Stewart spent the rest of the hockey season as a spectator. The following year, he dusted off his whistle and went back to being a National Hockey League referee.
He remained in the NHL’s officiating ranks until 1941, when he claimed the league “jobbed him” out of a job.
“After 14 years in the league, you’d think they would let me know I was to be dropped,” Stewart told the Boston Globe’s Hy Hurwitz. “It looked to me like I was getting the run around, and after 14 years of faithful service I don’t think it was exactly fair.”
Five years later, he was appointed chief referee of the minor American Hockey League, supervising the circuit’s referees and helping interpret the rules. Stewart only spent one season in that position.
Yet he continued to represent the National League on the field through the 1954 season, garnering assignments in five World Series and four All-Star Games. One of his most controversial calls was in the first game of the 1948 World Series. The second base umpire, he called Braves pinch runner Phil Masi safe on Bob Feller’s pickoff attempt in the eighth inning of a scoreless game. Stewart always maintained Indians shortstop Lou Boudreau tagged him high, though photos suggested otherwise.

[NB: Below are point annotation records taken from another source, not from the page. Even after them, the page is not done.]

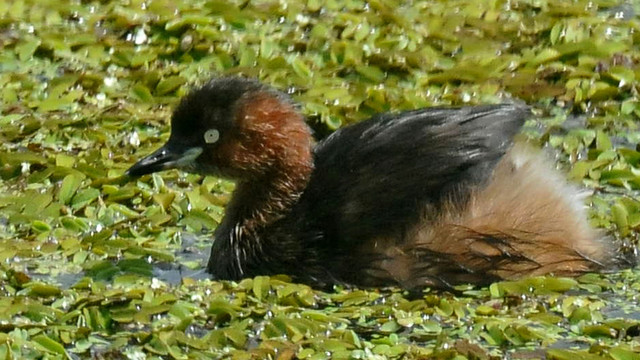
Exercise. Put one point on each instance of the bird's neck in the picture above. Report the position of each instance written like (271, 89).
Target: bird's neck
(260, 202)
(247, 241)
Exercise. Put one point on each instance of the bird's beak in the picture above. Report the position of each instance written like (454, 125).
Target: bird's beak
(167, 157)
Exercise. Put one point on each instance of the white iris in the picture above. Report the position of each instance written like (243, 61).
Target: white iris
(211, 136)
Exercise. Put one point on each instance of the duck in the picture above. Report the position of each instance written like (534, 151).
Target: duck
(433, 197)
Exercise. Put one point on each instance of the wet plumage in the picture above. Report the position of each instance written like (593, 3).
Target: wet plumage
(430, 197)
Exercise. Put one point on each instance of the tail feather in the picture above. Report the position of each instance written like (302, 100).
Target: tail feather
(526, 221)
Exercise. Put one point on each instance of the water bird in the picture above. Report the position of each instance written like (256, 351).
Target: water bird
(432, 197)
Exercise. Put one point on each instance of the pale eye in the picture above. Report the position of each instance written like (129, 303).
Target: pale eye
(211, 136)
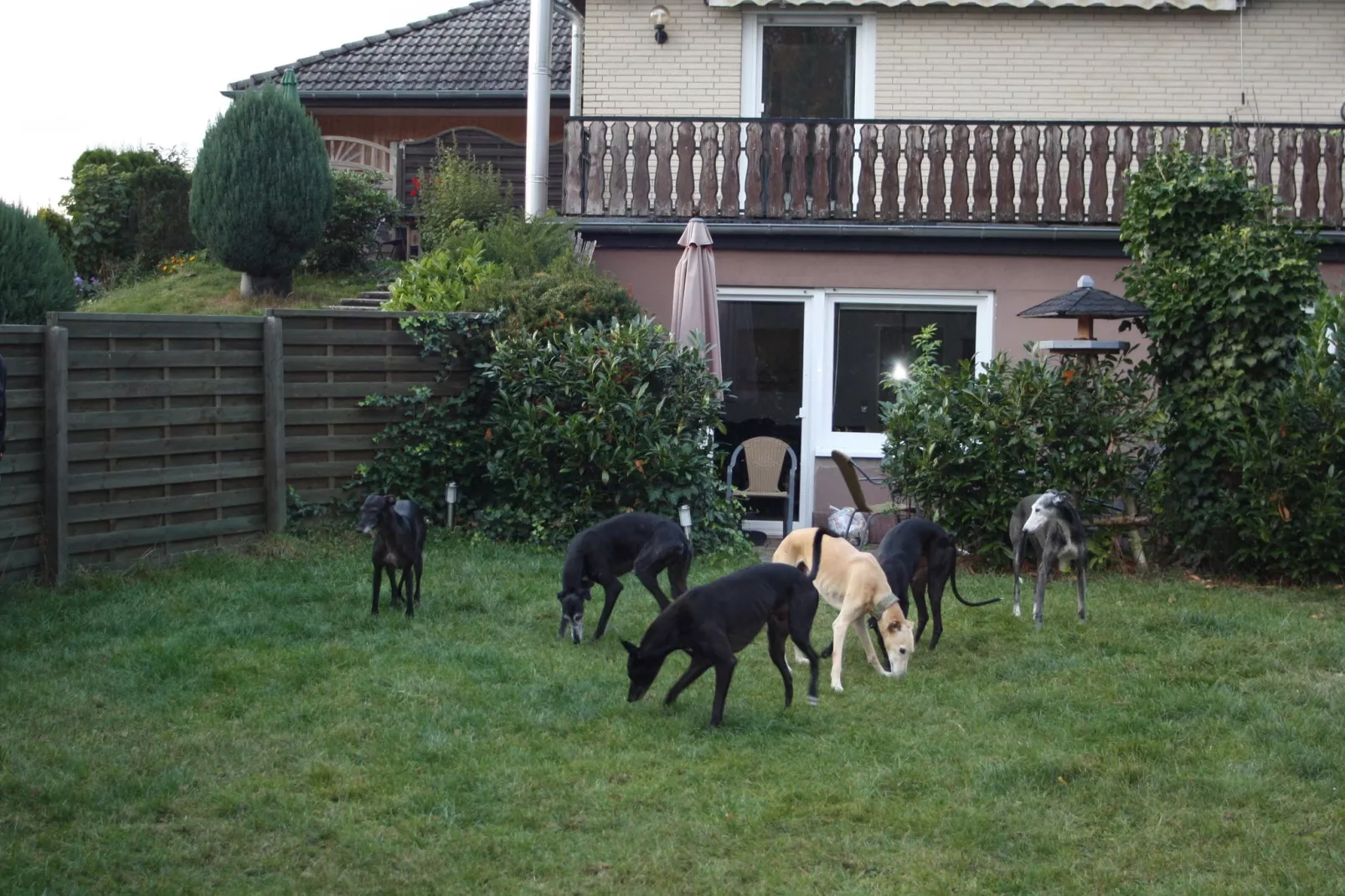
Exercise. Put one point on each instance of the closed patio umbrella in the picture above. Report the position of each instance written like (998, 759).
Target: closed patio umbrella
(693, 292)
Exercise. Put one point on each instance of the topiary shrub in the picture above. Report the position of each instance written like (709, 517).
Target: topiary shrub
(35, 276)
(590, 423)
(1227, 283)
(261, 190)
(967, 444)
(361, 208)
(457, 188)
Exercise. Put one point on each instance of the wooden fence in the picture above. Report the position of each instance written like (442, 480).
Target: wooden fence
(137, 436)
(918, 171)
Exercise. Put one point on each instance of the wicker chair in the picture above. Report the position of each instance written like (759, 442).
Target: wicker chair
(765, 458)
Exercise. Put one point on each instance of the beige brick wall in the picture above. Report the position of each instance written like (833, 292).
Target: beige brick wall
(1001, 64)
(697, 71)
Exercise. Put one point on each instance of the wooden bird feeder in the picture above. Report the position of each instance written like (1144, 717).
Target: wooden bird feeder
(1085, 303)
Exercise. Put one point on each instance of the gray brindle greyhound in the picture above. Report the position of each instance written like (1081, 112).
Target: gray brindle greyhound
(1058, 533)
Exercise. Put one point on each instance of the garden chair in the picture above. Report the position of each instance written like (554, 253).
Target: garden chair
(765, 458)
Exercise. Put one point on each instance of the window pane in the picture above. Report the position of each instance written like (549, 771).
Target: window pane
(807, 73)
(873, 341)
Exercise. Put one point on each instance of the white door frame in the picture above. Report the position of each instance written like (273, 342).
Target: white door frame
(817, 439)
(806, 463)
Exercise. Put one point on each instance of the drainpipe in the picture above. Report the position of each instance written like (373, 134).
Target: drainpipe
(539, 106)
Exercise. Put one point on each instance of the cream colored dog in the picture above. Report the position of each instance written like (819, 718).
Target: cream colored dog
(853, 581)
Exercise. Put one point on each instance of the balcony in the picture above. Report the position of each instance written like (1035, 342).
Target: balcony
(1005, 173)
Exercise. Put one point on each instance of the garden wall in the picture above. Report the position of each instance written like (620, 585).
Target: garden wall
(147, 436)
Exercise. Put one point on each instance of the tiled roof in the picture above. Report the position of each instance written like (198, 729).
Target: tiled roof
(477, 48)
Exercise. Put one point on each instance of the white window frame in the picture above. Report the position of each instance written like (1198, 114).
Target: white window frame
(869, 444)
(865, 54)
(817, 439)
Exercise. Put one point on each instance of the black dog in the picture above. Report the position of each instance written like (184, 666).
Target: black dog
(646, 543)
(920, 554)
(399, 543)
(714, 622)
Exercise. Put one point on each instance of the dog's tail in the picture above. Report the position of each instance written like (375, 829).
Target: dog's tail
(952, 580)
(817, 552)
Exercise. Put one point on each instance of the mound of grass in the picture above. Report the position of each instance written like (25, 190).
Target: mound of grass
(209, 288)
(241, 724)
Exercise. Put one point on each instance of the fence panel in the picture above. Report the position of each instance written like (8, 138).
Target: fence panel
(23, 466)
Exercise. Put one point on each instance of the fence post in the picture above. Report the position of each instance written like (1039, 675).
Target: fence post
(55, 559)
(273, 390)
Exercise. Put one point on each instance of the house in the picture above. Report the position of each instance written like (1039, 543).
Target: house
(872, 167)
(384, 101)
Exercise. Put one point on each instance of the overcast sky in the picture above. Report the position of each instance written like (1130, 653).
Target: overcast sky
(139, 73)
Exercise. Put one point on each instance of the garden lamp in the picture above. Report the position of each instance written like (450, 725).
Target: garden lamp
(451, 498)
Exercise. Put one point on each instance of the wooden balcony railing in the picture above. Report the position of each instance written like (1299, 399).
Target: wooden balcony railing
(916, 171)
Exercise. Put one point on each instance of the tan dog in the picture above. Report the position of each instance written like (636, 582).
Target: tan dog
(853, 581)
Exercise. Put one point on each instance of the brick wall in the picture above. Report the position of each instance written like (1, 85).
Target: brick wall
(1002, 62)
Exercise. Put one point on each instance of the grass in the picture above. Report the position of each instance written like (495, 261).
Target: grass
(240, 724)
(208, 288)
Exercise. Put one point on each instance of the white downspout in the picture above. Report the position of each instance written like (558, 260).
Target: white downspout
(539, 106)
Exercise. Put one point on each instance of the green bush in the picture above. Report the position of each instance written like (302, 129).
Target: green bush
(569, 294)
(590, 423)
(35, 276)
(441, 280)
(262, 188)
(969, 445)
(361, 208)
(126, 212)
(1227, 283)
(457, 188)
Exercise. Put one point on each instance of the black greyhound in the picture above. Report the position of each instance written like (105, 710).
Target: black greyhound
(714, 622)
(399, 529)
(901, 554)
(600, 554)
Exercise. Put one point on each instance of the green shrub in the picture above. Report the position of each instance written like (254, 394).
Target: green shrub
(569, 294)
(969, 445)
(126, 212)
(457, 188)
(596, 421)
(1227, 284)
(521, 245)
(262, 188)
(361, 208)
(35, 276)
(59, 229)
(441, 280)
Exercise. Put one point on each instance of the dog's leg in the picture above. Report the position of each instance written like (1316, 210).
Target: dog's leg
(723, 678)
(776, 630)
(1048, 561)
(612, 590)
(1017, 576)
(693, 672)
(1080, 565)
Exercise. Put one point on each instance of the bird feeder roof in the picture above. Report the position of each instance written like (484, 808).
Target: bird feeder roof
(1087, 301)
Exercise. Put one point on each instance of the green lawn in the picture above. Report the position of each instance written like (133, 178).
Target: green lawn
(240, 724)
(208, 288)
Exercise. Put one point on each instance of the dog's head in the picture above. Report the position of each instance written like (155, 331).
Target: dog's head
(1051, 505)
(372, 510)
(572, 612)
(642, 669)
(899, 639)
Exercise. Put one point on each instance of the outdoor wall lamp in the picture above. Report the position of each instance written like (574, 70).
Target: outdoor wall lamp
(659, 17)
(451, 498)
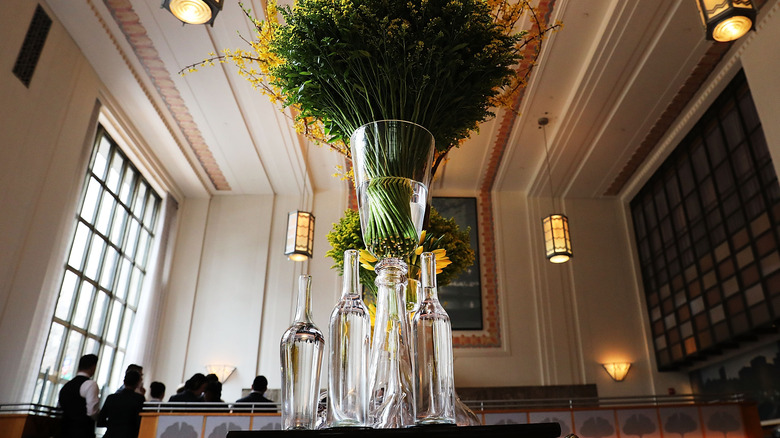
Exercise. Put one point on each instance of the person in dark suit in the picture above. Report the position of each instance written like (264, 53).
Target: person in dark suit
(120, 413)
(259, 386)
(193, 390)
(79, 401)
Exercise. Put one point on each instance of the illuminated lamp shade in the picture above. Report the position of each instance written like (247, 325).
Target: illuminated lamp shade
(300, 236)
(726, 20)
(194, 11)
(223, 372)
(557, 242)
(617, 370)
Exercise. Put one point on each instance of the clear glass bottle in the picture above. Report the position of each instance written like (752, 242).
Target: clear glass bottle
(349, 339)
(434, 382)
(301, 350)
(391, 402)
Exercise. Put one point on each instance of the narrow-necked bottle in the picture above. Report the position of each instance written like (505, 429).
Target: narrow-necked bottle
(301, 350)
(434, 382)
(349, 340)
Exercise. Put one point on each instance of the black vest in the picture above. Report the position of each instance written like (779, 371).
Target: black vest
(75, 421)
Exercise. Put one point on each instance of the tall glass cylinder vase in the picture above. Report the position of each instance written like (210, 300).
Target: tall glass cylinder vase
(349, 339)
(434, 382)
(391, 403)
(392, 164)
(301, 351)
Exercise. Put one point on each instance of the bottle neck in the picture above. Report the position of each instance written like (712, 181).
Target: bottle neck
(351, 287)
(303, 310)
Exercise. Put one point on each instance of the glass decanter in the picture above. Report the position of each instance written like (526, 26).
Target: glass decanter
(301, 350)
(349, 339)
(434, 382)
(391, 403)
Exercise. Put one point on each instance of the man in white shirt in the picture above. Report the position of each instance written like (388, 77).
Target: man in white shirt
(79, 400)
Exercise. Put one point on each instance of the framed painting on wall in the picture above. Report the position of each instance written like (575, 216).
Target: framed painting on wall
(462, 298)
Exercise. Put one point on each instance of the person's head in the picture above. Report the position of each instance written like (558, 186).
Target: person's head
(260, 384)
(137, 368)
(88, 364)
(132, 379)
(213, 392)
(157, 390)
(196, 384)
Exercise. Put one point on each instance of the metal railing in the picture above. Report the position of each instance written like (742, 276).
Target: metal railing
(604, 402)
(29, 409)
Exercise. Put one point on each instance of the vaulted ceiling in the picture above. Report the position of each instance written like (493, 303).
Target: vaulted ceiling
(610, 82)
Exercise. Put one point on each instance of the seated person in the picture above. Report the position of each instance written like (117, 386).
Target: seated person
(193, 390)
(120, 413)
(259, 386)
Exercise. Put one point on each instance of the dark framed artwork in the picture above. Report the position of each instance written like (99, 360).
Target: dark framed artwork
(462, 298)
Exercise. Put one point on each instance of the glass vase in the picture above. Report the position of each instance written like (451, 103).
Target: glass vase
(391, 402)
(349, 339)
(392, 164)
(434, 382)
(301, 351)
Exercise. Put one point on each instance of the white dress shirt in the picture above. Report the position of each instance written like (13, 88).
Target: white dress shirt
(89, 391)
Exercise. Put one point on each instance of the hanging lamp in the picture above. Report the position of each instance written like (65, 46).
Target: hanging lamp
(726, 20)
(557, 241)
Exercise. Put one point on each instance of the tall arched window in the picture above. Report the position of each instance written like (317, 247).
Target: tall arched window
(103, 277)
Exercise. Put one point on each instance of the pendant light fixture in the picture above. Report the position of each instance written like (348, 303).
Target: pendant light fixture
(557, 241)
(299, 244)
(726, 20)
(300, 236)
(194, 11)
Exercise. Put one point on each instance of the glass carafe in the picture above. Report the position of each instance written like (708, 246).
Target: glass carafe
(391, 402)
(301, 350)
(434, 382)
(349, 339)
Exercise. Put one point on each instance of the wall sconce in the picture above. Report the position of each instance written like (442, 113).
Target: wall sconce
(300, 236)
(222, 371)
(726, 20)
(557, 241)
(194, 11)
(617, 370)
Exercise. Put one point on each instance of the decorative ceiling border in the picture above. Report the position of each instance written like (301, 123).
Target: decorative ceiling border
(687, 92)
(490, 335)
(130, 25)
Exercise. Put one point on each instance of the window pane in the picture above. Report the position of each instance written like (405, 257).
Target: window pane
(118, 227)
(124, 335)
(79, 246)
(100, 313)
(124, 279)
(53, 344)
(67, 291)
(90, 200)
(126, 191)
(132, 238)
(115, 172)
(109, 268)
(95, 256)
(83, 307)
(135, 285)
(143, 248)
(114, 321)
(104, 369)
(106, 211)
(70, 361)
(140, 199)
(100, 161)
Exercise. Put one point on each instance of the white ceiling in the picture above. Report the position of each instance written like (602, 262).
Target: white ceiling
(603, 80)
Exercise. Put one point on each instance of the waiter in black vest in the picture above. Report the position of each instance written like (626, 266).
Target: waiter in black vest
(79, 401)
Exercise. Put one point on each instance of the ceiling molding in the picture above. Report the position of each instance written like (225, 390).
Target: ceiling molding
(135, 33)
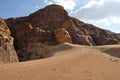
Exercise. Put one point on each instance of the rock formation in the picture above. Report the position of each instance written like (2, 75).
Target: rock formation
(50, 26)
(7, 52)
(62, 36)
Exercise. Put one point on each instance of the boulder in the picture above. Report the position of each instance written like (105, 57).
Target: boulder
(62, 35)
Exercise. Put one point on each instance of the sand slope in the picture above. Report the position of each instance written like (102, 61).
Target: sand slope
(72, 62)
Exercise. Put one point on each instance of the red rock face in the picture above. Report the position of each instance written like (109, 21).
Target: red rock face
(42, 27)
(7, 52)
(62, 35)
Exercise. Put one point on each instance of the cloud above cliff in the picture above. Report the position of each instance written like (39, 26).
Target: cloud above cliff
(106, 11)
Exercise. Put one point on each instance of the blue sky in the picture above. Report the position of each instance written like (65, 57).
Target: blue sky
(102, 13)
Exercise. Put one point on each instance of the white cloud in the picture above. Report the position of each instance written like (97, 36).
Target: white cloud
(101, 11)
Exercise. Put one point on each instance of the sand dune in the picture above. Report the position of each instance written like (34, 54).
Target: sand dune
(70, 62)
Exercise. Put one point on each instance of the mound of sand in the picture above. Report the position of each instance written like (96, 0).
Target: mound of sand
(70, 62)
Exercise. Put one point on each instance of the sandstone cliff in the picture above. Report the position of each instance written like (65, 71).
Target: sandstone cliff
(50, 26)
(7, 52)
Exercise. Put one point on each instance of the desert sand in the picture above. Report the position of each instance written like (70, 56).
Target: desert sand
(70, 62)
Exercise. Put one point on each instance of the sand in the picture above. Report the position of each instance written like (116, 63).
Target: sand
(70, 62)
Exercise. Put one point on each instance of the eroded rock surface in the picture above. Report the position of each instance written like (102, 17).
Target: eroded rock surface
(7, 52)
(47, 26)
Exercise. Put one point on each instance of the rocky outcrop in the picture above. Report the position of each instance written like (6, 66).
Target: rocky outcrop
(62, 36)
(50, 26)
(7, 52)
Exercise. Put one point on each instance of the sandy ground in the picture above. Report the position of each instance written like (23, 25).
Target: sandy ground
(70, 62)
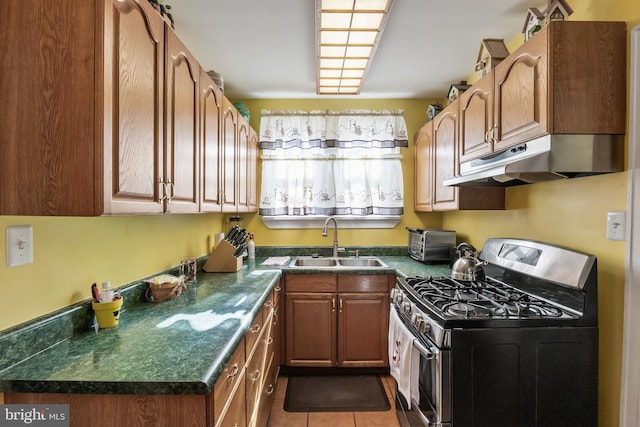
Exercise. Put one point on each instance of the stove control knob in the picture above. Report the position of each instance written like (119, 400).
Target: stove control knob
(423, 326)
(416, 318)
(405, 307)
(398, 297)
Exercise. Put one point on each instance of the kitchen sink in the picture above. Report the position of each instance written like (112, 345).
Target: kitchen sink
(338, 263)
(314, 262)
(361, 262)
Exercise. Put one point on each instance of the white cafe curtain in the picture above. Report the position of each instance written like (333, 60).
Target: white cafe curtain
(332, 163)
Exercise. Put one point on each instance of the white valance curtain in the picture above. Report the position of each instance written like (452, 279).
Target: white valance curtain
(332, 163)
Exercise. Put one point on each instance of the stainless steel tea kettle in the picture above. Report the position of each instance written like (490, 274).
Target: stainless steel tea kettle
(467, 267)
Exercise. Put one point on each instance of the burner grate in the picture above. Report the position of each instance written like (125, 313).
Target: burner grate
(488, 298)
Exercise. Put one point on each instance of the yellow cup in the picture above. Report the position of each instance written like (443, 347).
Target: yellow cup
(107, 313)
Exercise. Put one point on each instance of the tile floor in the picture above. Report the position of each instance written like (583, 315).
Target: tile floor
(281, 418)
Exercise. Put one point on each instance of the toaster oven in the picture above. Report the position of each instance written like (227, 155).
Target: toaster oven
(431, 245)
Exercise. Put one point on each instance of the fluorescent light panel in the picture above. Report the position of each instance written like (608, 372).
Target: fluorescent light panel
(347, 34)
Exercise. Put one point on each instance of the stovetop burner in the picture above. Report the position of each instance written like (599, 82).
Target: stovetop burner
(489, 298)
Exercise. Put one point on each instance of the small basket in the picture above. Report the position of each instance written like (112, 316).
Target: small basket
(158, 292)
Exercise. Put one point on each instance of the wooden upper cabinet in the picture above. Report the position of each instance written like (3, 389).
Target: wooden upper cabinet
(569, 78)
(210, 117)
(133, 99)
(423, 185)
(521, 94)
(445, 138)
(437, 147)
(476, 119)
(118, 132)
(229, 144)
(182, 139)
(242, 157)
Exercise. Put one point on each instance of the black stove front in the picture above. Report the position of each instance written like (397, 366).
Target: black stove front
(519, 348)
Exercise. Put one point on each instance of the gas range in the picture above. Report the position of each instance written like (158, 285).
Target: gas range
(527, 283)
(517, 345)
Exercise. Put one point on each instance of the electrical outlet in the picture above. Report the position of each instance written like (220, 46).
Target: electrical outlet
(616, 226)
(19, 242)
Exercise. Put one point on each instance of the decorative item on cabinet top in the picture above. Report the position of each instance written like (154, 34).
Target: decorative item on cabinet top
(217, 79)
(455, 90)
(243, 110)
(433, 111)
(164, 10)
(492, 52)
(557, 10)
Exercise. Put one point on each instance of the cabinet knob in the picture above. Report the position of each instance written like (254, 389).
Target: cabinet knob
(233, 373)
(163, 191)
(172, 193)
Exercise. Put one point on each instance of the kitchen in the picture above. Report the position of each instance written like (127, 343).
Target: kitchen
(66, 262)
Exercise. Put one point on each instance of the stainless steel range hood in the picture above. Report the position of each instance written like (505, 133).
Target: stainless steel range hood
(547, 158)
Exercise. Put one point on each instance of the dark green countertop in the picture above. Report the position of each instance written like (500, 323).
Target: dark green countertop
(174, 347)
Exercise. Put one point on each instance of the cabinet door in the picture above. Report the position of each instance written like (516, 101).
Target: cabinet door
(235, 415)
(48, 121)
(229, 164)
(423, 185)
(133, 108)
(242, 154)
(182, 141)
(445, 134)
(476, 119)
(363, 328)
(521, 94)
(210, 137)
(310, 329)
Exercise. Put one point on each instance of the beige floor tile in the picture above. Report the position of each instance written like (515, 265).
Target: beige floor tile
(376, 419)
(280, 418)
(333, 419)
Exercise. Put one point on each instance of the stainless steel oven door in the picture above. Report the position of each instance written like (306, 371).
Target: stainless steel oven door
(434, 407)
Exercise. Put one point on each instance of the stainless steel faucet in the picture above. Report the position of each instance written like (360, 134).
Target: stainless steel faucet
(336, 249)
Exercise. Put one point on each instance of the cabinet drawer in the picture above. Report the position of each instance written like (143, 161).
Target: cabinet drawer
(363, 283)
(311, 282)
(251, 337)
(224, 387)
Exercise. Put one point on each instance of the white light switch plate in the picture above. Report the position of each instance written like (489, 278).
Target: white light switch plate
(616, 225)
(19, 242)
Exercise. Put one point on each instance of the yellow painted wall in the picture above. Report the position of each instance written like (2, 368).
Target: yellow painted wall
(69, 254)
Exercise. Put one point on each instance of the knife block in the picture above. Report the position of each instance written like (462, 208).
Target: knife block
(222, 260)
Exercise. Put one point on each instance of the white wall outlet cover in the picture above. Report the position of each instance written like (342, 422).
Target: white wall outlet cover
(19, 242)
(617, 225)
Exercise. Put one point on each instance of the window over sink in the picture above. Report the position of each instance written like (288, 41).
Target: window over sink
(321, 163)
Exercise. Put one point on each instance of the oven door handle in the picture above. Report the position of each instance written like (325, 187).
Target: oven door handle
(426, 353)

Masi ended up coming around to score the game’s only run in a 1-0 Boston win.
Stewart’s retirement from the National League proved almost as controversial as his departure from the NHL. According to the AP, he was strongly disappointed he was not appointed as the league’s supervisor of umpires by National League president Warren Giles.
“I had my heart set on being name supervisor of National League umpires – a position promised me five years ago by Commissioner Ford Frick, when he was NL president,” Stewart claimed. “And since that promise failed to develop, I have decided to quit.”
Stewart said he was offered the position while it was held by the late Bill Klem, and he chose not to accept it while Klem was alive. Giles, upon succeeding Frick, opted to eliminate the position.
In 1956, Stewart was named head coach of the United States national hockey team which would visit Moscow for the world championship tournament the following March. When the Soviets occupied Hungary to tamp down the revolution there, the U.S. State Department pulled the team from the tournament. Yet they were still allowed to travel to Europe that winter for a 25-game exhibition tour.
Even with his new hockey role, Stewart was still active in baseball, scouting for the Cleveland Indians and then the Washington Senators. Seemingly the only thing which could slow him down was the stroke he suffered in Feb. 1964, one which ultimately led to his death at 69 years of age.
Stewart himself would become the patriarch of an officiating family lasting at least four generations. His only child, son Bill, Jr., coached three sports at Boston English High School and officiated the 1954 NCAA hockey tournament as well as the 1971 College World Series. He also refereed college football games. Bill Jr.’s sons Bill III and Paul then went into the family business. Bill III officiated three sports at the collegiate level. Paul played professional hockey in the NHL and the World Hockey Association before eventually becoming a longtime NHL referee – the first American-born referee to officiate in 1,000 games. Another son, Jimmy, briefly umpired amateur baseball games but chose to pursue another career path. Chip McDonald, son of Bill Jr.’s daughter Patricia, officiates college hockey games.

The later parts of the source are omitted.